US-8532986

Speech signal evaluation apparatus, storage medium storing speech signal evaluation program, and speech signal evaluation method

PublishedSeptember 10, 2013

Assigneenot available in USPTO data we have

Inventorsnot available in USPTO data we have

Technical Abstract

A speech signal evaluation apparatus includes: an acquisition unit that acquires, as a first frame, a speech signal of a specified length from speech signals; a first detection unit that detects, on the basis of a speech condition, whether the first frame is voiced or unvoiced; a variation calculation unit that, when the first frame is unvoiced, calculates a variation in a spectrum associated with the first frame on the basis of a spectrum of the first frame and a spectrum of a second frame that is unvoiced and precedes the first frame in time; and a second detection unit that detects, on the basis of a non-stationary condition based on the variation in spectrum, whether the variation of the first frame satisfies the non-stationary condition.

Patent Claims

16 claims

Legal claims defining the scope of protection, as filed with the USPTO.

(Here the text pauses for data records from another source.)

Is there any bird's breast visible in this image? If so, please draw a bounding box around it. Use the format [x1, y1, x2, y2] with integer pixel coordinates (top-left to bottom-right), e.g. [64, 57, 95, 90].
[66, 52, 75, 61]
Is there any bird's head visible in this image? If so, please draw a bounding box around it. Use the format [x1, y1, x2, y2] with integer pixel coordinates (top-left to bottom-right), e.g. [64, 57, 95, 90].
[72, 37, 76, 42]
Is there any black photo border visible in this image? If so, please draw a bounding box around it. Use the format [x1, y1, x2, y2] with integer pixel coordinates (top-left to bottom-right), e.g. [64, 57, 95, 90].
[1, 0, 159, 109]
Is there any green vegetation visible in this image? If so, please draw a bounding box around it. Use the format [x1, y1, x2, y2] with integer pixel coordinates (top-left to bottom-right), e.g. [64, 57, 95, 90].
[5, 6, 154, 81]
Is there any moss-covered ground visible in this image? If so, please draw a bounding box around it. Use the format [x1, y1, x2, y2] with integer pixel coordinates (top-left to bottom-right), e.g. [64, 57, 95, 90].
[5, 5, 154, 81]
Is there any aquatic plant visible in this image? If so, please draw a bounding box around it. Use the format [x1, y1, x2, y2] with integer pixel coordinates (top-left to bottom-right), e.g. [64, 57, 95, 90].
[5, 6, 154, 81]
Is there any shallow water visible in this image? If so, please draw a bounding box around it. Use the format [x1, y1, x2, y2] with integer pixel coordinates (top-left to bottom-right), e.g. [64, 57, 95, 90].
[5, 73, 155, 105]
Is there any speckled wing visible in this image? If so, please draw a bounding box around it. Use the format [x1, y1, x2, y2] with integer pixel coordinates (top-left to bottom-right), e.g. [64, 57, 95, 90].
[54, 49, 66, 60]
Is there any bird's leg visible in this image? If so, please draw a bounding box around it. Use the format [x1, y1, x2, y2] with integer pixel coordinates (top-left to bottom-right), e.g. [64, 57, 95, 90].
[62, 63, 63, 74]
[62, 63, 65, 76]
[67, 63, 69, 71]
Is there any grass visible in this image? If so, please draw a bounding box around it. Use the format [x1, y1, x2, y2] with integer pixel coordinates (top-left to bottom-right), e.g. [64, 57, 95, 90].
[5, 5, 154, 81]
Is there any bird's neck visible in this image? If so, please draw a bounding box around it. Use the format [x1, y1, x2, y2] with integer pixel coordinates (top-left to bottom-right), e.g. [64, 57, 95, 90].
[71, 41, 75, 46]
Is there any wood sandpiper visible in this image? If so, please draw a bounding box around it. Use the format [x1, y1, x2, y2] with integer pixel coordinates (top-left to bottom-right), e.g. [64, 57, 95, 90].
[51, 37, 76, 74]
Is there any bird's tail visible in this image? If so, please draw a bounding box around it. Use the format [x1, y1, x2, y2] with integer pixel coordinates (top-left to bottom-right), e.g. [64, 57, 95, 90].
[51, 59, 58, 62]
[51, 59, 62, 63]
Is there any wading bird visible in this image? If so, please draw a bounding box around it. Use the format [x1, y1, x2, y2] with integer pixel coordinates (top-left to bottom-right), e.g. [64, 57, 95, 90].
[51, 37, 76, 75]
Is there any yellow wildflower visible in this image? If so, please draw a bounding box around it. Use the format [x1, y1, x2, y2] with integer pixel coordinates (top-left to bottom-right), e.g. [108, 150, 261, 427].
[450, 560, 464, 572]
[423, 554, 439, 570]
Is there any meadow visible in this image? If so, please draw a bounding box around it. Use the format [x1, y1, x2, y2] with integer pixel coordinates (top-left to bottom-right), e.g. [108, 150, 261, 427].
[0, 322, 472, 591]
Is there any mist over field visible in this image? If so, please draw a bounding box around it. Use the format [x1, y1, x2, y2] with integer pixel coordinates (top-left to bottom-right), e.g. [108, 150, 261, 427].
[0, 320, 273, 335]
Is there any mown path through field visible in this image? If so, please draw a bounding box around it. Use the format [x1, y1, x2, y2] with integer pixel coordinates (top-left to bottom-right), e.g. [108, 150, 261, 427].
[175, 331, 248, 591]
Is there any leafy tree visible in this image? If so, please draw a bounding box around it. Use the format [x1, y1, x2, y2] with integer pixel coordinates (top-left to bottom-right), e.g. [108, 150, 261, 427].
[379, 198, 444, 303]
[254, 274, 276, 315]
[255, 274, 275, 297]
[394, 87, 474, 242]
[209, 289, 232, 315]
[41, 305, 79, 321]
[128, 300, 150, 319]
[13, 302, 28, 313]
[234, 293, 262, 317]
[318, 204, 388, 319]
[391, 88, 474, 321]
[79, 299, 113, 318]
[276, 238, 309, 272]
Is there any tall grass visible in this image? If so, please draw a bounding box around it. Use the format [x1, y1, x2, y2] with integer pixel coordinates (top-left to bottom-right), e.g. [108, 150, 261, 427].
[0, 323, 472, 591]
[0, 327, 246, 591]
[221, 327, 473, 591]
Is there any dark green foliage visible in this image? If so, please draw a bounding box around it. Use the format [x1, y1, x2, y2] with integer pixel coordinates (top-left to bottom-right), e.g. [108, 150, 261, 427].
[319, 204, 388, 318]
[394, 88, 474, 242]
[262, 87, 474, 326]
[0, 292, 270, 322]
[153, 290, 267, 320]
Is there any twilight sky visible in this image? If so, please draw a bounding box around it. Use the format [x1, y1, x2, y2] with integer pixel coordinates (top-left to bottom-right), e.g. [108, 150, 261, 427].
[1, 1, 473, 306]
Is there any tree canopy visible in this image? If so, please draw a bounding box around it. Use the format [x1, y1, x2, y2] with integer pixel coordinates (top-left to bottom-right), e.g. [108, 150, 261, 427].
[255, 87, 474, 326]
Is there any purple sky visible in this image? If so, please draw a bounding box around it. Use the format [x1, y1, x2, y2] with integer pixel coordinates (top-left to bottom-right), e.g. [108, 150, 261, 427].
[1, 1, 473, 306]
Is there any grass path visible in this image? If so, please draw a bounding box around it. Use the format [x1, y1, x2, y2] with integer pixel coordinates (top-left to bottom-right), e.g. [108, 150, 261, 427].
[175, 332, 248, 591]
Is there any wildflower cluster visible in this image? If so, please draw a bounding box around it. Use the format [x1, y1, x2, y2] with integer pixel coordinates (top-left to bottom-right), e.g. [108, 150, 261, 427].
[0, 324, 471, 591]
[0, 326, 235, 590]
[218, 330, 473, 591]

1. A speech signal evaluation apparatus comprising: a processor; and a memory storing speech signals and a plurality of instructions, which when executed by the processor, cause the processor to execute, acquiring, as a first frame, a speech signal of a specified length from the speech signals stored in the memory; detecting, on the basis of a speech condition indicating a presence of speech, whether the first frame is voiced or unvoiced, wherein an unvoiced frame does not satisfy the speech condition and a voiced frame does satisfy the speech condition; calculating, when the first frame is unvoiced, a variation in a spectrum associated with the first frame on the basis of a spectrum of the first frame and a spectrum of a second frame, the second frame being unvoiced and preceding the first frame in time; and detecting, on a basis of a non-stationary condition based on the variation in spectrum, whether the variation satisfies the non-stationary condition, wherein the variation in the spectrum is calculated on the basis of an absolute value of a difference between the spectrum of the first frame and the spectrum of the second frame at each frequency.

2. The speech signal evaluation apparatus according to claim 1 , further comprising: an evaluation of the speech signal based on at least one of the variation in spectrum and a non-stationary rate.

3. A computer-readable non-transitory medium storing a speech signal evaluation program, which when executed by a computer, causes the computer to execute: acquiring, as a first frame, a speech signal of a specified length from speech signals stored in a memory; detecting, on the basis of a speech condition indicating a presence of speech in a frame, whether the first frame is voiced or unvoiced, wherein an unvoiced frame does not satisfy the speech condition and a voiced frame does satisfy the speech condition; calculating, when the first frame is unvoiced, a variation in a spectrum associated with the first frame on the basis of a spectrum of the first frame and a spectrum of a second frame, the second frame being unvoiced and preceding the first frame in time; and detecting, on the basis of a non-stationary condition based on the variation in spectrum, whether the variation satisfies the non-stationary condition, wherein the variation in the spectrum is calculated on the basis of an absolute value of a difference between the spectrum of the first frame and the spectrum of the second frame at each frequency.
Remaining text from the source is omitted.